3. A method for reducing soybean plant height while maintaining the same yield per plant, characterized in that, The method includes: silencing, weakening, or knocking out soybeans. PH19 Genes; among which, PH19 The gene CDS sequence is shown in SEQ ID NO:
2.
4. The method according to claim 3, characterized in that, Using CRISPR, TALEN, and ZFN gene editing technologies to modify PH19 Gene.
5. The method according to claim 3, characterized in that, include: by PH19 Using the gene as a target, a CRISPR-Cas9-based sgRNA sequence was designed. A DNA fragment containing the sgRNA sequence was ligated into a vector carrying CRISPR-Cas9, and soybeans were transformed to obtain transgenic soybeans with the gene function missing.
6. The method according to claim 5, characterized in that, The nucleotide sequence of the sgRNA action site is: Target1: 5'-GGTCATGTTGCAGTGCCAGGAGG-3' as shown in SEQ ID NO:
6.
7. The use of transgenic soybeans obtained by the method according to any one of claims 3-6 in plant breeding.
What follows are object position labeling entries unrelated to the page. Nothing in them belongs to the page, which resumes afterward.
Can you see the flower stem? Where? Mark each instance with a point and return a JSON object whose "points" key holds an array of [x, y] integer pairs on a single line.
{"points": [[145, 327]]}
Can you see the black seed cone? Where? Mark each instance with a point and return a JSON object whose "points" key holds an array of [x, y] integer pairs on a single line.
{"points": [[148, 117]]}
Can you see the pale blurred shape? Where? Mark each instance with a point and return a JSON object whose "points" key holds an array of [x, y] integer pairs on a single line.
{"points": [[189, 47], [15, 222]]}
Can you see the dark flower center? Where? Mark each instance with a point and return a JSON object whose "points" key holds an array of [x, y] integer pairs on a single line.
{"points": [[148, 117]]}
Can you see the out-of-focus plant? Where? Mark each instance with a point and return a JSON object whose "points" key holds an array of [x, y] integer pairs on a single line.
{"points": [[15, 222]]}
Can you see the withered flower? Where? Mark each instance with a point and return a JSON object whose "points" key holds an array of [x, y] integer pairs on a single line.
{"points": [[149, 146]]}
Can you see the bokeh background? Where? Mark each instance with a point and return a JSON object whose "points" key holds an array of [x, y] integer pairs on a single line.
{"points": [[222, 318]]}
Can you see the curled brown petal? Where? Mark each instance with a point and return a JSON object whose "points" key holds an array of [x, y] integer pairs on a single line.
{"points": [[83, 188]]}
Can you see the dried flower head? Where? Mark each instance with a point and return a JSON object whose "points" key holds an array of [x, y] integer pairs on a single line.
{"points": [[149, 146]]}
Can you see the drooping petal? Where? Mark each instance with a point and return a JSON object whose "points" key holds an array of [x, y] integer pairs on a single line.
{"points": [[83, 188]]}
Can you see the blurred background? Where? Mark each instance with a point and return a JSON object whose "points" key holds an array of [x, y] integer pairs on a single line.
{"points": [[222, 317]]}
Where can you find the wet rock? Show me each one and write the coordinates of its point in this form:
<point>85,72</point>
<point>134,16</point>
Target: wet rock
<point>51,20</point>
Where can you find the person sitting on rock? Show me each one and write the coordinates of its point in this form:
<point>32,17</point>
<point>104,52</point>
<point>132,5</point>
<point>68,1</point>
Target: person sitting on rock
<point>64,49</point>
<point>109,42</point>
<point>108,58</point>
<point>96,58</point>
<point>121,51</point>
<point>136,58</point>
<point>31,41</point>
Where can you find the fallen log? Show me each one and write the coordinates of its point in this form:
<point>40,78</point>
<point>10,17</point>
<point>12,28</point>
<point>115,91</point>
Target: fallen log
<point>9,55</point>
8. The application according to claim 7, characterized in that, Breeding methods include transgenic, hybridization, backcrossing, self-pollination, or asexual reproduction.
9. Soybeans PH19 The application of genes in breeding new dwarf varieties is characterized by, The PH19 The gene CDS sequence is shown in SEQ ID NO:
2.
10. The application according to claim 9, characterized in that, The plant in question is soybean.